Д. Ф. Таким образом, Ницше не попадает в магическую кампанию… потому что, несмотря на свою поэтичность, был сторонником мужского начала.
Е. Г. Да, Ницше яркий представитель патриархальной культуры, и в этом его беда. Ему не надо было увлекаться Дионисом, который как раз любил женщин.
Женщина гораздо гармоничнее нас, мужчин. И её страшная беда в том, что она послушалась мужчину, его логики, его генады 1. Курица, как бы она ни была хороша, кукарекать не начнёт, а если и начнет, то выйдет не шибко хорошо. Пока у женщины не вырастет член, она не сможет думать как мужчина. Она будет всегда думать двоично, что в магии считается правильным. Поэтому нет мужской магии, есть только женская магия, в которой мужчины к женщинам могут ходить только для того, чтобы учиться. Также и я ходил в своё время учиться к двум ведьмам. Но этот рассказ не по нашей сегодняшней теме.
Д. Ф. Несмотря на расписанные преимущества женской двоичной системы, лично я предпочту вместе с Ницше, пусть обреченную, попытку сохранить мужской способ мысли и действия. Ради будущего возрождения… И, признаться, континиум моего вопрошания превосходит возможности этой нашей беседы…

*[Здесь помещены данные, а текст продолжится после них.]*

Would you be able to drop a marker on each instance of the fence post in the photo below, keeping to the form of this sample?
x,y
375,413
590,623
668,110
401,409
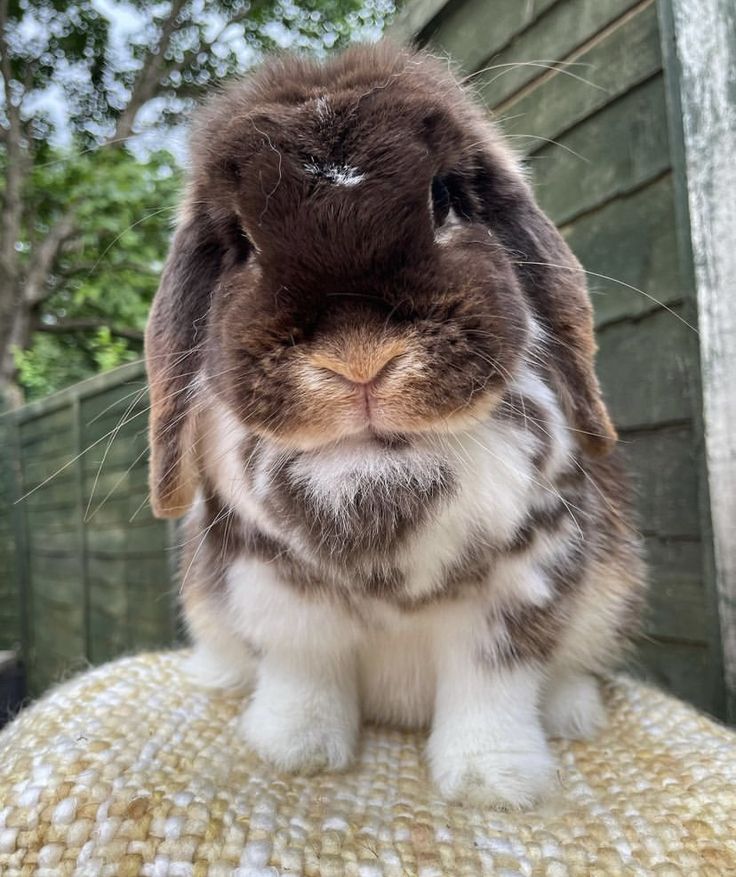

Е. Г. Ответ на этот «континиум» от меня не зависит. Дело в том, что вы, Дмитрий, как и Заратустра, есть воплощенный вопросительный знак. А, как известно, вопросительный знак есть сам сатана. И на вопросительный знак нет ответа. Ницше сам так сказал о своём Заратустре: «пылающий вопросительный знак в сутолоке преждевременных ответов». Также и вы: сколько вам ни отвечай, ваш вопросительный знак не наестся, и будет продолжать свое дело. Платон считал самым неудачным методом разговора метод вопросов и ответов. Женщина никогда не ответит однозначно на любой серьезный вопрос. Как, впрочем, и я. А вот мужчины, подобно Фаусту, постоянно живут вопросами. Вопрос тянет за собой следующий вопрос, и так до бесконечности.